By Terry Aldridge (10/07/2012)

Replying to everything above, I’ll keep it as brief as I can. Cushions - if you were one of the first 200 you got one - a good reason to get there early. It was traditional to have a cushion fight at the end of the night, nothing to do with the quality of the band. The stairs: The top of the stairs ticket booth had UV lights in case you were trying to bunk in. Sadly, the toilet window was after that. Elton John was booked to play but 'had flu' and only cancelled that afternoon-that's why he was sued, and they won. Volume:  was limited before 10.30 because of the cinema downstairs. The sprung floor bouncing (especially if Status Quo were supporting) affected the sound in the cinema downstairs. Donovan - the act was mainly from Barabajagal and his new album ‘Open Road’. HMS Donovan was over a year later and as far as I know was not featured. Might be thinking of his Dome gig later on. Mott The Hoople, Jan 1971 – their first main stage appearance– they finished with a second version of Thunderbuck Ram. I still have the recording. Queen never played the Big Apple, far too early. It was the Marc/Almond Band you’re thinking of – a magnificent jazzy 2-piece that played support at the Apple. Chicken Shack definitely had Stan Webb – he did his classic wander through the crowd with the long lead. Ginger Baker and Airforce– one of the worst attended yet greatest gigs at The Apple. If only people remembered. Johnny Winter – definitely featured the very young Rick Derringer. Should you wish to discuss or just natter - dirigibledave@gmail.com

By Dirigible Dave (10/11/2012)

Chris Dawson mentions the Floyd concert on Friday 11th December 1970 starting at 10.45 pm tlll 1.0am. However, my memory (now that of a pensioner) of my one & only visit to the Big Apple and the first time seeing Floyd has them playing for most of the night; I do remember the sun was rising on my journey back up the A23 on my way back home to north west Kent. Earlier we had queued on the concrete steps and 8, 9 and 10 o'clock came and went but finally Floyd arrived. The band came up the stairs thanking us for our patience, telling us their lorry had broken down coming back from France I think, but they would put a show on and it just might go on a bit. Another hour went by but finally we went in to a large ballroom; I think the stage was to the left, it was full to the ceiling of their sound system; we got cushions and crashed out on the floor. I'm not sure of the set list but Ummagumma was showcased, I remember the fly getting chased and whacked through the quad system. Pretty sure we heard Meddle and Atom and, I'm told, an early version of Dark Side. I think they had a break and I'm guessing some left thinking the gig was over but it wasn't. I didn't know the venue was short lived but strangely, years later, I saw, for the first time, Australian PF during a Dark Side tour at the Lomax in Stoke-upon-Trent; a couple of months later, not having been opened for a year, it closed because of planning irregularities.
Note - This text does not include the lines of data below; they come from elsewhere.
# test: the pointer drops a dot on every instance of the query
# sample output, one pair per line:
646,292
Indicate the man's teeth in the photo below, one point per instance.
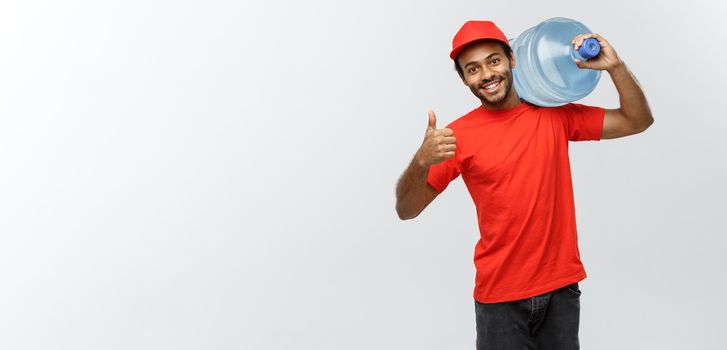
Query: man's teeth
491,85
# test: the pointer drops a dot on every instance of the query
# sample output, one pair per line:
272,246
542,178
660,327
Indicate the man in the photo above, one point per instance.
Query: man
513,158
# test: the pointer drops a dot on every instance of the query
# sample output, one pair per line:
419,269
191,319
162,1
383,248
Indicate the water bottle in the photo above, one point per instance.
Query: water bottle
545,73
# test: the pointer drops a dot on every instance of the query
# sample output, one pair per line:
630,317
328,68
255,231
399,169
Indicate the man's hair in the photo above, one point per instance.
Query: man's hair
506,48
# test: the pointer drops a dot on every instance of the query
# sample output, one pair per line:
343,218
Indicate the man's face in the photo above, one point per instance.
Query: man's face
488,73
By Keith Martin (24/03/2013)

The support act for Pink Floyd on 11th December 1970 was Roger Hubbard who is still going strong and playing regularly around Kent and Sussex. He is well worth seeing, especially with his band Buick 6.

By Chris Dawson (21/05/2013)

I remember Sonja Kristina of Curved Air getting hit in the face by a cushion and a Tuesday night cheapie with Storyteller and Ginhouse. It's a shame they had to close. They could never get away with knocking down a listed building these days. The owner moved up the road to the Sports centre but it all fail apart. He also ran a club in Croyden. I was told it was the Elton John gig that brought on the clubs demise because of the excessive volume.

 

By Mark (11/02/2014)

I think, if I remember correctly, that Elton John failed to turn up at The Big Apple, and was sued!
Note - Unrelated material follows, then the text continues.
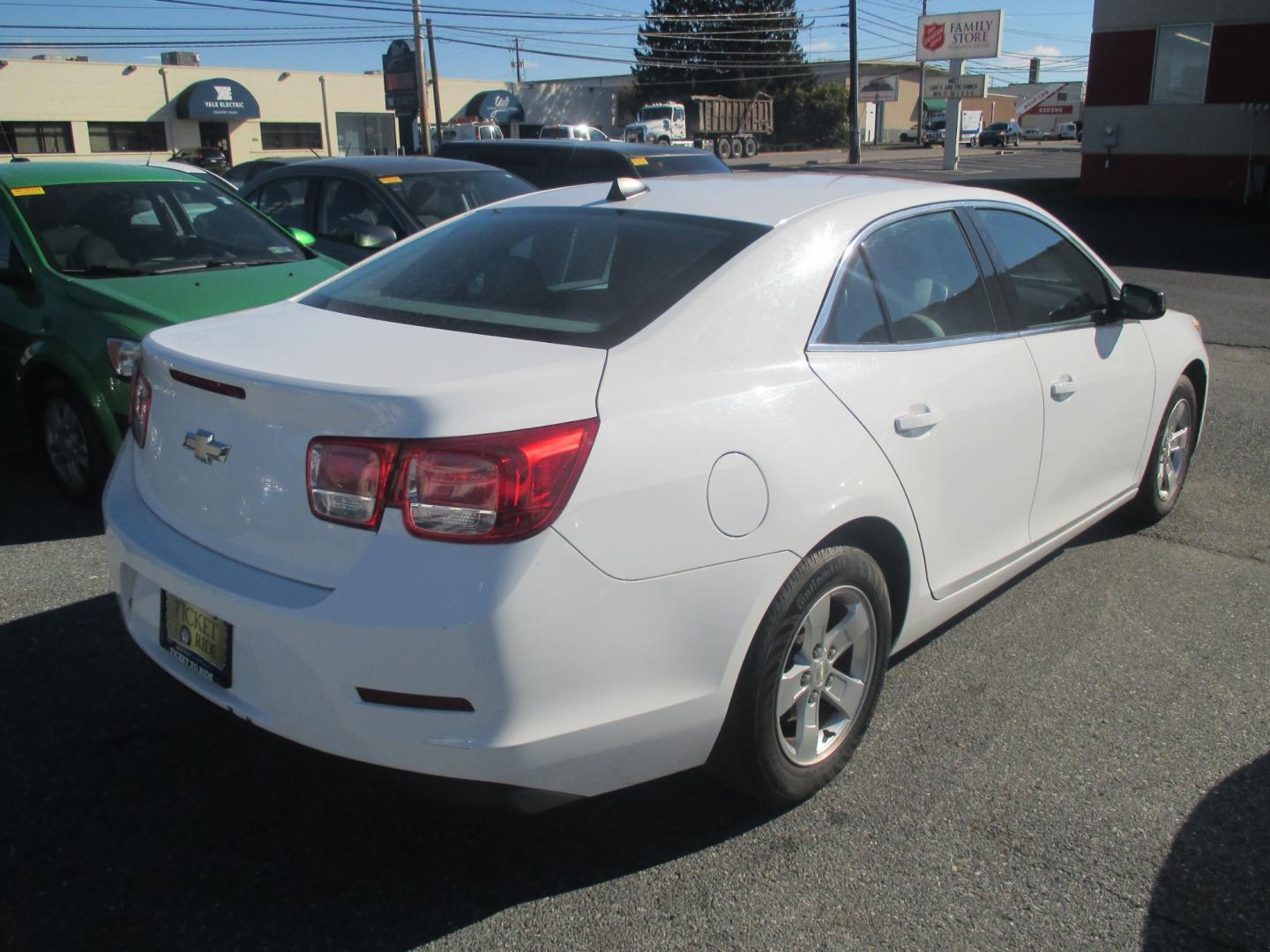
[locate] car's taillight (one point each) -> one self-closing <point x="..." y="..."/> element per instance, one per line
<point x="492" y="487"/>
<point x="138" y="407"/>
<point x="348" y="479"/>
By Peter Groves (13/02/2014)

In the wake of Johnny Winter's death, I'm reliving some of his early gigs.  After seeing him at Watford Town Hall, 26 January 1971, I persuaded a pen pal (a Renaissance fan - remember them?) to come and get me in his minivan and drive from London to Brighton to see Johnny.  At the time, there was a postal strike, so I wrote to the pal on huge pieces of drawing paper, packaged them up and sent the parcel to him by rail.  We ended up camping overnight in the minivan.  Johnny was the only being on my horizon then, and now, some 43 years later, he is again.  I remember the Big Apple only vaguely.  Does anyone have any photos of that gig to post?
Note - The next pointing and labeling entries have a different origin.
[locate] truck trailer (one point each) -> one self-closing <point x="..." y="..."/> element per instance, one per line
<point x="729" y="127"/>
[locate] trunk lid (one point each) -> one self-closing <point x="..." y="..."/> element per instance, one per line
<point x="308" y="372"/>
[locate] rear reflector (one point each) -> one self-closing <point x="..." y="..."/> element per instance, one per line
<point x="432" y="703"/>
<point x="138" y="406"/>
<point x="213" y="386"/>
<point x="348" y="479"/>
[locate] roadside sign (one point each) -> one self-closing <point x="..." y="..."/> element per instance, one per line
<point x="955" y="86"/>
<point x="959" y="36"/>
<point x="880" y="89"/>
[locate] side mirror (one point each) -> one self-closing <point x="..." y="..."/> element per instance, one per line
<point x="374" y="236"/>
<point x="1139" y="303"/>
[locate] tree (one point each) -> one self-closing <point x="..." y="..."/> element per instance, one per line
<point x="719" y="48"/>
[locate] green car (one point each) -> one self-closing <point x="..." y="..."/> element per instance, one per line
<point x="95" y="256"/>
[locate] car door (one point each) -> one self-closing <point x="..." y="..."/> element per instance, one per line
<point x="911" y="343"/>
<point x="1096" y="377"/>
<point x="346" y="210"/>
By Barb Jones (20/07/2014)

If I'm correct the Fox Club only lasted about a week. It was cramped and totally unsuited to rock music. The opening night was Edgar Broughton and I had severe cramp due to being squeezed up against a mean looking Hell's Angel, and was frightened of upsetting him. I have still got my membership and a flyer - Uriah Heep, Caravan and Rory Gallagher were due there. Anyone remember Arthur Brown's Kingdom Come and May Blitz at the Richmond? He had 'Arthur Brown's bet mobile' written on his van!

By John (06/12/2014)

i worked at Big Apple in Brighton behind the bar and although I saw many bands my favourite performance was Pink Floyd playing Atom Heart Mother. There were no seats but no one seemed to care to have the bands in Brighton at the time was just such an experience.During the performances we sold nothing behind the bar Watneys Sussex Bitter and Liebfraumilch were nearly all the booze we sold, so we behind the bar had a great view of all the acts and met them all at the end of the evening when we were clearing up and the bands were packing up. Big  Apple in Brighton was the best lesson I had as a 19 year old in the music of these same bands today. Now at 62 I can remember Big Apple as if it was yesterday - all those stairs!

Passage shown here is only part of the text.